Hace pocos días los medios nacionales informaron que la ciudad de Buenaventura tiene aproximadamente 900 pandilleros o milicianos. Solo estupor puede causar el hecho. Se agrupan en bandas con estrambóticos nombres como Los Shottas y Los Espartanos, o cínicos como Los Chiquillos. Si la cifra nos causa estupor, las imágenes de estos delincuentes ‘patrullando’ los barrios pobres del puerto generan una tremenda impotencia debido a su poder armado y social. Recuerdan tantas imágenes de hace dos décadas cuando los paramilitares y las milicias de las guerrillas ejercían su señorío en las comunas de Medellín, como nos lo relató con maestría el escritor Pablo Montoya en su libro La Sombra de Orión.

A pesar de un acuerdo de paz histórico con las FARC, que hasta 2012 parecía imposible, gracias al cual desapareció esta enorme organización armada ilegal, y que sin duda trajo un gran alivio al país, parece resucitar la hidra de mil cabezas que es nuestra violencia: los disidentes de las FARC han crecido de manera vertiginosa, el ELN pasó en los últimos ocho años de alrededor de 2.000 miembros a 7.000 y el viejo paramilitarismo se transforma en enormes organizaciones.

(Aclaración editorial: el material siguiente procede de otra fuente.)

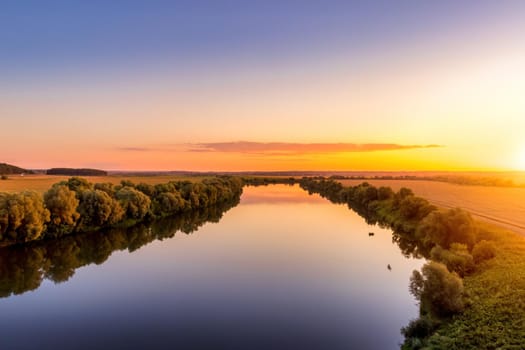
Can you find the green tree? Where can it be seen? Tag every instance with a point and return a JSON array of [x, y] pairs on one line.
[[98, 209], [439, 291], [23, 216], [62, 204], [135, 203], [483, 250], [447, 227]]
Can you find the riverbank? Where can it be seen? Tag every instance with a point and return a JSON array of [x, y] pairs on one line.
[[493, 289]]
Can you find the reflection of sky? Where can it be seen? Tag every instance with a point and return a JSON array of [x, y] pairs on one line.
[[281, 275]]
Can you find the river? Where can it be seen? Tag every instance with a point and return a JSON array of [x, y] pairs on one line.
[[281, 270]]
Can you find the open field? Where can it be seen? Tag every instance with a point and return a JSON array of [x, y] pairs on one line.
[[42, 183], [499, 205]]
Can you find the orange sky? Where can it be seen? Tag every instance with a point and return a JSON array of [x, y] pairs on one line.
[[363, 77]]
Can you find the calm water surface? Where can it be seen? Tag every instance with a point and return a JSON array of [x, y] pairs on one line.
[[282, 270]]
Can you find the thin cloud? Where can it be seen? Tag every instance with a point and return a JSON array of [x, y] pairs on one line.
[[287, 148], [136, 149]]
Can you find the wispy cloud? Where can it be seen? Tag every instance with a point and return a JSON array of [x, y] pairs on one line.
[[136, 149], [288, 148]]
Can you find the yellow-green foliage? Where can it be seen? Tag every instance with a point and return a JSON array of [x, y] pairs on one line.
[[483, 250], [495, 317], [440, 292], [457, 258]]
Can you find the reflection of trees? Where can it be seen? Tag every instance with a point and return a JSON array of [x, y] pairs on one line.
[[24, 267]]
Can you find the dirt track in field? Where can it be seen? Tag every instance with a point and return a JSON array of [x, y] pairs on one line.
[[504, 206]]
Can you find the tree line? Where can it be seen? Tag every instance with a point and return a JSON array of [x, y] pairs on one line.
[[77, 205], [449, 239], [24, 267]]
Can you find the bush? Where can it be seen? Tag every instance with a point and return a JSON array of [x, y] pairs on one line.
[[439, 291], [457, 258], [419, 328], [447, 227], [483, 250]]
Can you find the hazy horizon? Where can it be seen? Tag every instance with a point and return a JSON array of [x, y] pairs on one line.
[[235, 86]]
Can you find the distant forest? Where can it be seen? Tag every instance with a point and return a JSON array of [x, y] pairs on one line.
[[76, 172], [8, 169]]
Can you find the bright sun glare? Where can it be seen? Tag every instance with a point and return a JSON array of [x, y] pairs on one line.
[[520, 159]]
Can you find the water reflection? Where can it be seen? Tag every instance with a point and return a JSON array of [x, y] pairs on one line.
[[24, 268], [295, 272]]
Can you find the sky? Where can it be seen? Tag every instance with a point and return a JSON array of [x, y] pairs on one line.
[[263, 85]]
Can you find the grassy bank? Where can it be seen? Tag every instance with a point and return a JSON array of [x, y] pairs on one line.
[[495, 317], [489, 312]]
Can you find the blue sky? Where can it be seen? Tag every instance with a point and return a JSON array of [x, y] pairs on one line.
[[158, 74]]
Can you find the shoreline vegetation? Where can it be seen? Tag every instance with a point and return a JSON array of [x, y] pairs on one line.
[[77, 205], [471, 291]]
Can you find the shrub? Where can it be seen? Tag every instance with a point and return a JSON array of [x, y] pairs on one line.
[[483, 250], [457, 258], [439, 291], [447, 227]]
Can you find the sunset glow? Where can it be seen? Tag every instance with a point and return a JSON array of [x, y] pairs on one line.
[[149, 88]]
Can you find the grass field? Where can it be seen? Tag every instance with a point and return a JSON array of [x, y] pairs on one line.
[[504, 206], [41, 183]]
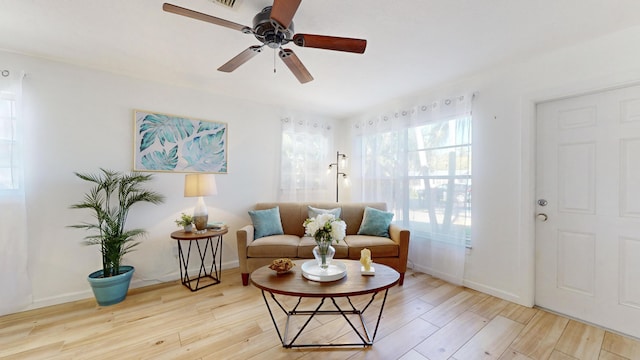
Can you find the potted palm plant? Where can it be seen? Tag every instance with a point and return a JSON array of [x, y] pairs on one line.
[[109, 200]]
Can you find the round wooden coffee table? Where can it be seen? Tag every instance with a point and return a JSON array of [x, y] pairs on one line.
[[354, 283]]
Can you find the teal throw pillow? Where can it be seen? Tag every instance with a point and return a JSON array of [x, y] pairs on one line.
[[375, 222], [266, 222], [313, 212]]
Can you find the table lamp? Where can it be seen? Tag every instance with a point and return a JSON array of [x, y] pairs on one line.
[[200, 185]]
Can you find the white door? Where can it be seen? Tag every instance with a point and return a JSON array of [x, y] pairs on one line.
[[588, 208]]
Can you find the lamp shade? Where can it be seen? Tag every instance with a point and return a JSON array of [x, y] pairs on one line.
[[199, 185]]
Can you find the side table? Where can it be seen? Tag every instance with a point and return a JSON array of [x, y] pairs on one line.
[[210, 275]]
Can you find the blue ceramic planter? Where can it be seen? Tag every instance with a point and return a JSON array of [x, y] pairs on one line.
[[111, 290]]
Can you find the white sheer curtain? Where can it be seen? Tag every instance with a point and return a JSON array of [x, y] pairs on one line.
[[15, 285], [418, 161], [305, 159]]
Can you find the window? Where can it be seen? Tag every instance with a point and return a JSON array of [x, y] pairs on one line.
[[8, 142], [304, 162], [418, 161], [439, 180]]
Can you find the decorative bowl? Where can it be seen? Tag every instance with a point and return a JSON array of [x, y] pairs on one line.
[[282, 266]]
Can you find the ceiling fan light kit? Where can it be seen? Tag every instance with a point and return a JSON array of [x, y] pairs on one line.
[[273, 27]]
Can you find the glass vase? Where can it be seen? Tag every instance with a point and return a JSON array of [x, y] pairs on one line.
[[324, 253]]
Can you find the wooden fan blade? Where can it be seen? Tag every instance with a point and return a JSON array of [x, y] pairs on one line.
[[203, 17], [330, 43], [282, 13], [295, 65], [240, 59]]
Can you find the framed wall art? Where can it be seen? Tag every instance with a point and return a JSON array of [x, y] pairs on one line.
[[172, 143]]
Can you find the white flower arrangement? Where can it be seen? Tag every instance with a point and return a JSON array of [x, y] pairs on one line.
[[325, 228]]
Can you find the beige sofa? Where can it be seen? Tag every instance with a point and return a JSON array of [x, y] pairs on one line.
[[252, 254]]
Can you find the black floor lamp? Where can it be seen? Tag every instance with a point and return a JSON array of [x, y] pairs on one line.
[[343, 158]]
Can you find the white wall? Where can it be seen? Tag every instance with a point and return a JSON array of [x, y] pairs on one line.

Tristemente volvimos a un número de armados que se va aproximando sin pausa al existente antes de las negociaciones con las AUC y las FARC.

Hay algo que falla cada vez que un proceso de paz o desmovilización sale adelante. En el caso de las AUC miles de paramilitares regresaron al crimen y crearon bandas tan poderosas como el Clan del Golfo. En el de las FARC, desde el mismo gobierno  Santos no se logró controlar los territorios de los que salieron los guerrilleros; y paradójicamente, el gobierno Duque, que llegó tan rabioso con el proceso de paz y prometiendo seguridad y su cacareada legalidad, tuvo un desempeño pobrísimo en el control y combate de estructuras armadas ilegales. Y claro, detrás de estos fracasos está el narcotráfico.

Ahora es el turno de Petro con su Paz Total abriendo negociaciones con todos los grupos habidos y por haber, pero con dos fallas gravísimas: la ausencia de una estrategia robusta de seguridad y un plan de paz rezagado en el tiempo y poco acorde con las realidades del presente. Por su parte, los armados dan la impresión de tomarle el pelo al Estado y querer ‘pan y pedazo’. Por ejemplo, el ELN acuerda un cese al fuego con el Gobierno, lo que significa que no habrá combates o agresiones armadas entre las Fuerzas Armadas y esta guerrilla, pero en los días previos a que entre en vigencia se dedican a asesinar policías y soldados, como exprimiendo el tiempo y con un sentido de la legalidad perverso. A su vez, Pablo Beltrán en La Habana le hace el quite a un compromiso con el cese de hostilidades, o sea suspender las agresiones a la población civil, y vuelve al eufemismo de ‘las retenciones’ para indicar que si necesitan plata seguirán secuestrando. ¿De qué sirve que no haya combates si puede haber secuestros? Beltrán le dice al periodista que le insiste en el tema que “piense, piense, piense”, recordándonos el cinismo de Santrich cuando en Oslo, al inicio del proceso con las FARC y al ser preguntado si pedirán perdón, canta con voz de bolero “quizás, quizás, quizás”.

Si ocurre el milagro de que todos estos procesos de paz salgan adelante, la mala noticia es que toda nuestra estructura social, económica y política es un excelente abono para que la violencia germine. La marginalidad social y económica hace que decenas de miles de muchachos se deslicen fácilmente al delito y al crimen. Esta condición de violencia no es patrimonio único de Colombia, hacemos parte de Latinoamérica, la región del mundo en la que se producen más homicidios.

Ojalá algún día seamos una sociedad en paz. Para llegar a este estado hay que empezar por lo más elemental: el monopolio de las armas y la violencia legítima en manos del Estado, principio básico del contrato social. Y sobre esta base tenemos que hacer un esfuerzo titánico para sacar a millones de colombianos de la marginalidad y pobreza.